Osama's son Hamza killed in US raid: Trump

Hamza bin Laden, the son of al-Qaeda founder Osama, has been killed, the White House confirms.
Hamza bin Laden, the son of al-Qaeda founder Osama, has been killed, the White House confirms.

Hamza bin Laden, a son of slain al-Qaeda leader Osama bin Laden and himself a notable figure in the militant group, was killed in a US counterterrorism operation, President Donald Trump says.

In a statement issued by the White House on Saturday, Trump said the operation took place in the Afghanistan-Pakistan region but he offered no further details.

"The loss of Hamza bin Ladin not only deprives al-Qa'ida of important leadership skills and the symbolic connection to his father, but undermines important operational activities of the group," Trump said, using an alternative spelling for the group that carried out the September 11, 2001 attacks.

A US official told Reuters Hamza had been killed months ago near the border between Afghanistan and Pakistan. Trump was briefed at the time on the operation.

The US government believes Hamza, who is thought to have been about 30 years old, had succeeded his father as the head of what remains of al-Qaeda, the official said. Osama bin Laden was killed by US forces in 2011.

Hamza was at his father's side in Afghanistan before the Septmber 11 attacks on the US. He also spent time with his father in Pakistan after the US-led invasion of Afghanistan pushed much of al-Qaeda's senior leadership there, according to the Brookings Institution.
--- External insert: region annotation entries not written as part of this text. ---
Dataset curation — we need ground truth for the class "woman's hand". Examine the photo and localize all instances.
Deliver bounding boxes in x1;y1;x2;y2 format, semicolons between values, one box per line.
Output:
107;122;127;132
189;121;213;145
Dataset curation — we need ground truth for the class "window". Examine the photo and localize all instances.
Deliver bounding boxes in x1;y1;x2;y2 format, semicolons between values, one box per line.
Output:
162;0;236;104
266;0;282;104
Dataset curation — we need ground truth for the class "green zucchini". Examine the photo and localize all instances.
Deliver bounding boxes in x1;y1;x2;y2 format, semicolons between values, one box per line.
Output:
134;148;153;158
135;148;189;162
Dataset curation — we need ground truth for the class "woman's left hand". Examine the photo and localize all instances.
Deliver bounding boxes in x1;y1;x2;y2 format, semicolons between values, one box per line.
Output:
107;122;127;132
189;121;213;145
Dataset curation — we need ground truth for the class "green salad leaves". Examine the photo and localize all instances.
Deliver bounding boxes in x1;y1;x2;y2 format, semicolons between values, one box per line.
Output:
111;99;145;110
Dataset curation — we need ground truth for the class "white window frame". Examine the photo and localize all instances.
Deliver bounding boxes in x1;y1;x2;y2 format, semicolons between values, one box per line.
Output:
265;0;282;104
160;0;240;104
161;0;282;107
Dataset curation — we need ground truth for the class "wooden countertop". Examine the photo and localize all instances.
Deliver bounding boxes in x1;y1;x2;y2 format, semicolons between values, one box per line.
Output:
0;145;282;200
The US State Department designated Hamza a global terrorist in 2017 after he called for acts of terrorism in Western capitals and threatened to take revenge against the United States for killing his father.

Reuters reported on July 31 that US officials believed Hamza had been killed. But Trump's statement represented the first time the US government had confirmed the operation.

It was unclear why the White House decided to publicise information about Hamza's death months after he was killed.

The State Department and Office of the Director of National Intelligence did not respond to requests for comment.